SNAP FIT construction I believe is the term used. Sorry but I do not know where to purchase this
type of closing mechanism. It may not be a popular method since it probably does not secure the
closing of FP as effectively as the threading method.


----------



## sanyalsoumitra (Feb 8, 2015)

wood-of-1kind said:


> SNAP FIT construction I believe is the term used. Sorry but I do not know where to purchase this
> type of closing mechanism. It may not be a popular method since it probably does not secure the
> closing of FP as effectively as the threading method.


 
Almost every China made pen uses this system ie Snap fit. No problem of secure shutting, minor durability issues perhaps in very long term.


----------



## darrin1200 (Feb 9, 2015)

The Schmidt Roller Writer section comes with these snap caps.
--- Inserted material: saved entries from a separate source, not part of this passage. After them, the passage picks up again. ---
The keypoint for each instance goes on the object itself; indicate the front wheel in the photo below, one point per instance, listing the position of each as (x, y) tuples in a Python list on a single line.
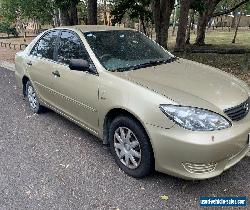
[(33, 99), (131, 147)]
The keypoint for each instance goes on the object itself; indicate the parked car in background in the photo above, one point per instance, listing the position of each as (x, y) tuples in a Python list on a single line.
[(155, 111)]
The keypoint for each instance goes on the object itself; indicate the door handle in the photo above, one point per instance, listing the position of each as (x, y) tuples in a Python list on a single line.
[(56, 73), (29, 63)]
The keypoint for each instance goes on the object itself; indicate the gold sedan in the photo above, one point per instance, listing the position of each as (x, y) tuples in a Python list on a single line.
[(155, 111)]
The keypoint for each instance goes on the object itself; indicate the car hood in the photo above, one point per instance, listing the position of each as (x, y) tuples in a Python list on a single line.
[(188, 83)]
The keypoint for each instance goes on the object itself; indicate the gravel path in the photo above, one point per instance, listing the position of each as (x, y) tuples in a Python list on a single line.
[(47, 162)]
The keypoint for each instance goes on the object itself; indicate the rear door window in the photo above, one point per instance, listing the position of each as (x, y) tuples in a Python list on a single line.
[(71, 47), (45, 46)]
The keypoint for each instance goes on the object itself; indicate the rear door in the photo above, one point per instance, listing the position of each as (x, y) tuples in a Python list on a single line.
[(76, 91), (41, 65)]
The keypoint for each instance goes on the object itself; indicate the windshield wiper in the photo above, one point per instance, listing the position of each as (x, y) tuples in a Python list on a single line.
[(144, 65)]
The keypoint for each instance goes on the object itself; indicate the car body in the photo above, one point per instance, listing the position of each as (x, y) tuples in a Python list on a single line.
[(149, 95)]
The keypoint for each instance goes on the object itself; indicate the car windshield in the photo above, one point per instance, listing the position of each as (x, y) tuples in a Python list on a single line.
[(125, 50)]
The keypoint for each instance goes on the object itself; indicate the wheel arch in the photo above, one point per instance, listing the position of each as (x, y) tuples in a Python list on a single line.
[(25, 79), (115, 112)]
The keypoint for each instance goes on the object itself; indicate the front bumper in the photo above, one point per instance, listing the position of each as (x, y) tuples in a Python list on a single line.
[(199, 155)]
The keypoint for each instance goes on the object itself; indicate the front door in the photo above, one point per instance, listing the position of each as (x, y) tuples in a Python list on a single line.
[(40, 65), (76, 92)]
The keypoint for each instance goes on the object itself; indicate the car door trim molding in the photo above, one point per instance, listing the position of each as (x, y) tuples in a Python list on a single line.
[(67, 98), (69, 117)]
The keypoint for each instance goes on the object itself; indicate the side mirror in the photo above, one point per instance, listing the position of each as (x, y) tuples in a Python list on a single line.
[(81, 65)]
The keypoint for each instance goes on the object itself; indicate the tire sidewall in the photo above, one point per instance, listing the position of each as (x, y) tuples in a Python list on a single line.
[(147, 160), (38, 107)]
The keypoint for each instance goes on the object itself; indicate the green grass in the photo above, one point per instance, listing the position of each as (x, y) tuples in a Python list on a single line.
[(220, 38)]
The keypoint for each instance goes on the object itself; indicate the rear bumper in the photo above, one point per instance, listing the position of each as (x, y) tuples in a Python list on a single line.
[(199, 155)]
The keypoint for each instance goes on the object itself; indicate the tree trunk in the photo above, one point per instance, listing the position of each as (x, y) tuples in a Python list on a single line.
[(92, 12), (162, 10), (237, 28), (174, 18), (204, 18), (73, 14), (182, 29), (234, 20), (143, 25), (65, 18), (190, 27), (105, 18)]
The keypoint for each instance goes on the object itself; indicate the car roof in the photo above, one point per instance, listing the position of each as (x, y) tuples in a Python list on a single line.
[(92, 28)]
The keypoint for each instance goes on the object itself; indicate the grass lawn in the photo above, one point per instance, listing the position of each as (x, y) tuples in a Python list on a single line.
[(234, 64), (220, 38)]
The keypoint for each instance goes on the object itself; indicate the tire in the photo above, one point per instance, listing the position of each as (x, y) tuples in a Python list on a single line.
[(33, 99), (136, 144)]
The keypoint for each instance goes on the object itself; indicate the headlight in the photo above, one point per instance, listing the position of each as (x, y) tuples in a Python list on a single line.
[(194, 118)]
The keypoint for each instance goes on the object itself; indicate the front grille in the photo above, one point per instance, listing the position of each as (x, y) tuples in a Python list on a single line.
[(238, 112), (199, 168)]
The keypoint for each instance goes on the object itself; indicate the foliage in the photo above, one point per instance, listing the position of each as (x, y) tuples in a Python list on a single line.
[(6, 27), (40, 10), (138, 9)]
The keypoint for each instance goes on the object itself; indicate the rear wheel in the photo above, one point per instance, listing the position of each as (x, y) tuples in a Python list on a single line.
[(33, 99), (131, 147)]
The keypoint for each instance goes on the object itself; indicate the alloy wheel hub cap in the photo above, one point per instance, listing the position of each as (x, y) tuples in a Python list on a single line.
[(127, 147)]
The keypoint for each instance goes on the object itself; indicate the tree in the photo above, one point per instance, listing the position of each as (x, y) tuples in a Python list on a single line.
[(68, 11), (181, 34), (92, 12), (162, 10), (204, 18), (136, 10), (209, 12)]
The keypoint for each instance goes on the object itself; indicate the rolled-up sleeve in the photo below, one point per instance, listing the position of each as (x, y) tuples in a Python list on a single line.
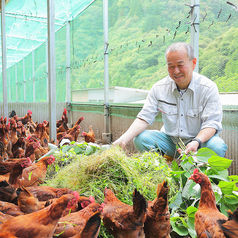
[(212, 112), (150, 108)]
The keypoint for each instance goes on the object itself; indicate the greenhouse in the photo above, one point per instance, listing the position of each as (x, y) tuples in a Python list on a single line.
[(98, 59)]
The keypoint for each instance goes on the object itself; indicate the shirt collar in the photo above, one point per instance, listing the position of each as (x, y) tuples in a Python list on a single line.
[(190, 86)]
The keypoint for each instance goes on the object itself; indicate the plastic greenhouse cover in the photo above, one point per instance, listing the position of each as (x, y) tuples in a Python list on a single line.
[(26, 24)]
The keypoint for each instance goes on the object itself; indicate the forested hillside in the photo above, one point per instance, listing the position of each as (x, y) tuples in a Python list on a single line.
[(139, 33)]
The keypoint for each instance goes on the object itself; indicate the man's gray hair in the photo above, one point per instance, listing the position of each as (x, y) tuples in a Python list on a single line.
[(177, 46)]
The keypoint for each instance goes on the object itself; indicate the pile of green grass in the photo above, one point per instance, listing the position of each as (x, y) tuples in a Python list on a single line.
[(111, 168)]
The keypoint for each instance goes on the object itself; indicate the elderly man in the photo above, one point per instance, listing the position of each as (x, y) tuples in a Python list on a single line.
[(190, 107)]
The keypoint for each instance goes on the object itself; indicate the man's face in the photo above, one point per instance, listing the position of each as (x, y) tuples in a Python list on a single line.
[(180, 69)]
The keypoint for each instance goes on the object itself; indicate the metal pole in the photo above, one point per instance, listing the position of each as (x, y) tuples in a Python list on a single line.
[(195, 31), (24, 80), (106, 136), (33, 75), (51, 67), (68, 84), (4, 61)]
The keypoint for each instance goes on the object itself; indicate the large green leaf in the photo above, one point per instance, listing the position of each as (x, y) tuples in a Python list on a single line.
[(226, 187), (204, 154), (231, 199), (178, 227), (219, 163), (234, 178), (178, 201), (191, 211)]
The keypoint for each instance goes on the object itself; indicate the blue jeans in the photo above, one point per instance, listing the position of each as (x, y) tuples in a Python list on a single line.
[(154, 139)]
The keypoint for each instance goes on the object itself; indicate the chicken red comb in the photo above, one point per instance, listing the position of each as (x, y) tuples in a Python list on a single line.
[(92, 199), (76, 194), (29, 160), (52, 157), (195, 171)]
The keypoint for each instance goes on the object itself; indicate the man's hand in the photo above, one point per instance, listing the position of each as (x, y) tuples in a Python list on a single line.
[(192, 146), (119, 142)]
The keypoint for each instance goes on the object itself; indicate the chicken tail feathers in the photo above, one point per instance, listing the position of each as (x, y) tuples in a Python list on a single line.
[(92, 227), (23, 189), (139, 204), (230, 227)]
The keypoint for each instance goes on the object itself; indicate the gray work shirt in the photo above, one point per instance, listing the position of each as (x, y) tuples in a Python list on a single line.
[(184, 115)]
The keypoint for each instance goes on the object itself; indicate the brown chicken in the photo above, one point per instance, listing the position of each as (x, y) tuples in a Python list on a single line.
[(6, 235), (39, 152), (30, 150), (230, 227), (41, 223), (47, 126), (90, 136), (74, 223), (82, 202), (6, 166), (10, 209), (122, 220), (206, 217), (18, 149), (4, 217), (36, 173), (13, 137), (4, 134), (8, 192), (26, 201), (26, 118), (157, 224), (71, 135), (16, 172), (62, 128), (41, 135), (44, 193), (63, 119)]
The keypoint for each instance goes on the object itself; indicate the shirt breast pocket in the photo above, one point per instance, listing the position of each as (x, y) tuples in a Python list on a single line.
[(194, 121), (169, 114)]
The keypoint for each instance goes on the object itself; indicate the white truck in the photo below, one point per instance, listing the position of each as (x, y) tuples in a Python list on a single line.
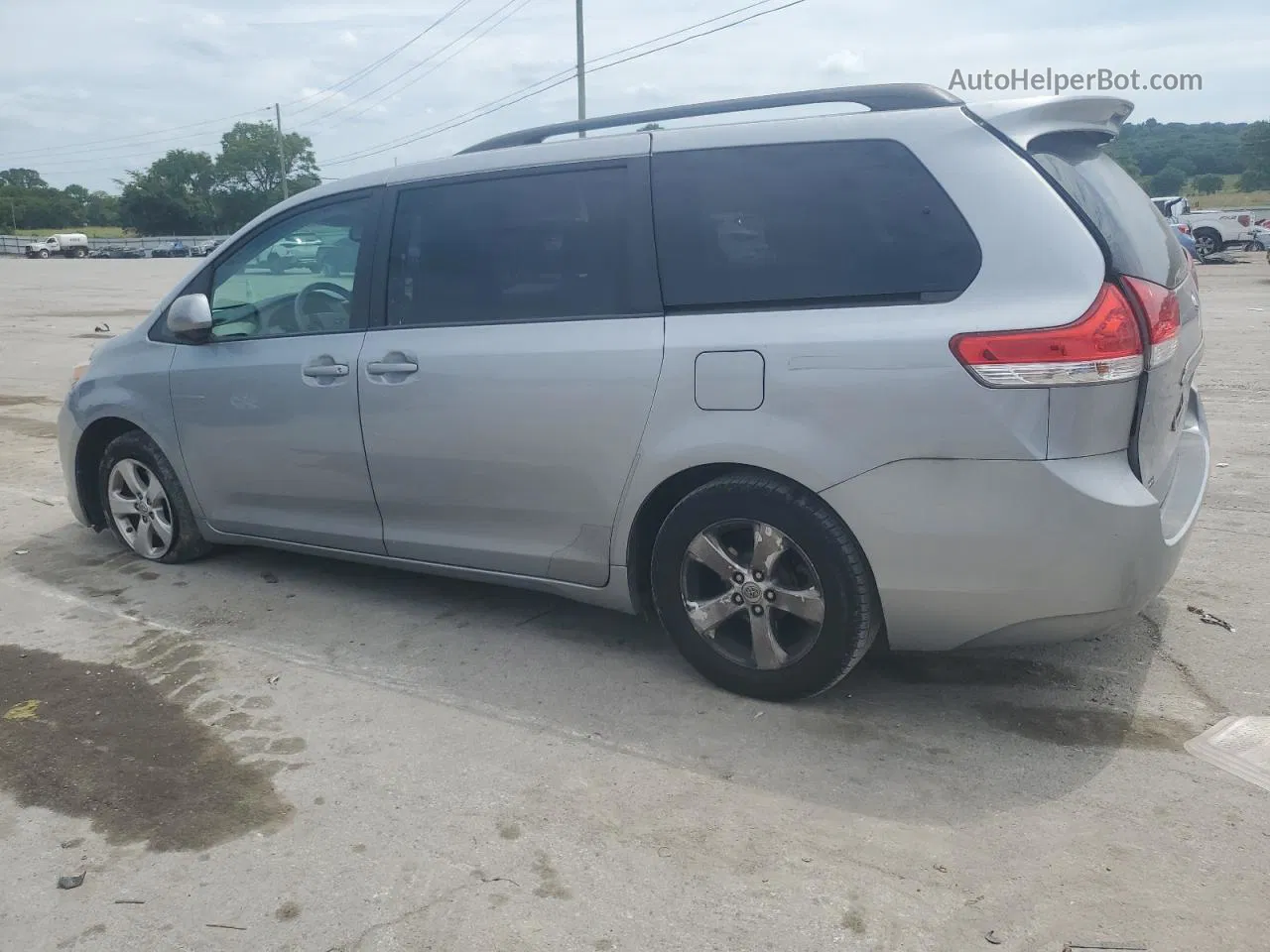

I don't know if any of their other nibs come with them.


----------



## Paul in OKC (Feb 10, 2015)

There used to be some kit pens, rollerballs, that came with a snap cap. Not sure if those are still made or not.


----------



## mredburn (Feb 10, 2015)

FOr individual pen makers threaded caps and pens are the easiest and more forgiving to make than any other way or attaching the cap. The Roller Writer snap cap works but you can only use it on that nib. It is beyond most of our pen makers to be able to machine the snap cap as an insert and matching snap ring on the pen its self.


----------



## lwalper (Feb 10, 2015)

The Traditional pen kit uses the snap cap.


----------